As part of my crash course on autism during those early years of panic and awe, I picked up two books by the economist, Thomas Sowell — “Late-Talking Children” and “The Einstein Syndrome: Bright Children Who Talk Late.” Sowell argued that kids like his son, who talked late weren’t actually autistic, which he describes as a severe condition marked by low intellect. Rather than autistic, kids like his son were just very smart. Sowell then did a survey of parents of autistic kids and found that these families frequently had family members with occupations in engineering and accounting.
Baron-Cohen makes that same observation about the children of engineerings and accountants, but comes to a different conclusion. He says those late talking kids that Sowell identified as super smart but normal, were actually autistic. In the past twenty years, we’ve come to define autism in broader, and in more positive terms, so that even the misfits at Cornell and MIT meet the autism criterion.

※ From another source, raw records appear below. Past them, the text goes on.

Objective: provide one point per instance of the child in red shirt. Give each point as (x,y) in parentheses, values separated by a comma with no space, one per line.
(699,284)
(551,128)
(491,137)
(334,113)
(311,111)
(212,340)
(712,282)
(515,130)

And Baron-Cohen really tries to nail down the autism rate among the children of MIT alumni, but the college administrators shut his efforts to do a formal survey. They thought if he found more autistic kids from MIT matings, it would give the college a bad reputation. I would love to see MIT t-shirt that said “No Autism Here!”
While I may be a skeptic of brain typologies and one who has read too many “Famous People in History With Autism” articles (there’s even a wikipedia page), I do appreciate Baron-Cohen’s efforts to have autism normalized and appreciated, which isn’t always easy given the politics within the autistic community.
There are two camps in the autism world. Parents of kids with autism with intellectual and severe behavioral issues have no patience for “Oh, Look At Their Gifts!” school of autism. They’re like, “My kid just smeared poop on the wall, so don’t talk to me about Bill Gates and his autism.”
While people whose autistic kids have an average to superior intelligence have a different agenda. They are freaked out because their kids, despite their gifts, aren’t finding jobs and aren’t being helped at school. They are upset that teachers, who are empathic brain-types, don’t appreciate their kids’ gifts and aren’t developing their weaknesses either. They need the world to be more rah-rah autism, while the other side wants more money for social supports.
My kid, who has had dozens of IQ tests and other assessments over the years, does have a classic systemizing brain. He scores somewhere between the 92-99th percentile on pattern recognition IQ tests, but in the bottom tenth for conversational and social skills. He taught himself to read at three. He looked at the multiple table once and just knew it. I showed him the first three notes on a page of music, and by the end of the week, he figured out the rest of the notes and was composing his own music on Garage Band.
However, we don’t trust him to get a job in a supermarket, because he’ll be rude to the customers. He’s going to graduate from school in a few months, and rather than watch him fail at college and the job market like other smart autistic kids, we’re going to keep in the public schools for another two years, where they’ll work on his social skills. It’s very tricky to be gifted and disabled at the same time.
As these math and science-types increasingly congregate in tech corridors and make babies together, Baron-Cohen predicts that we are going to see more and more autistic children. He said we need to figure out a world that serves those kids.
Baron-Cohen’s book adds to the growing literature that calls for a greater appreciation of human differences and for changes in how schools and the work world respond to the needs of these unusual, but talented folks. Some people can make you laugh and inspire warm feelings. Other people leave you cold, but can unclog your dishwasher. We need all those types in the world.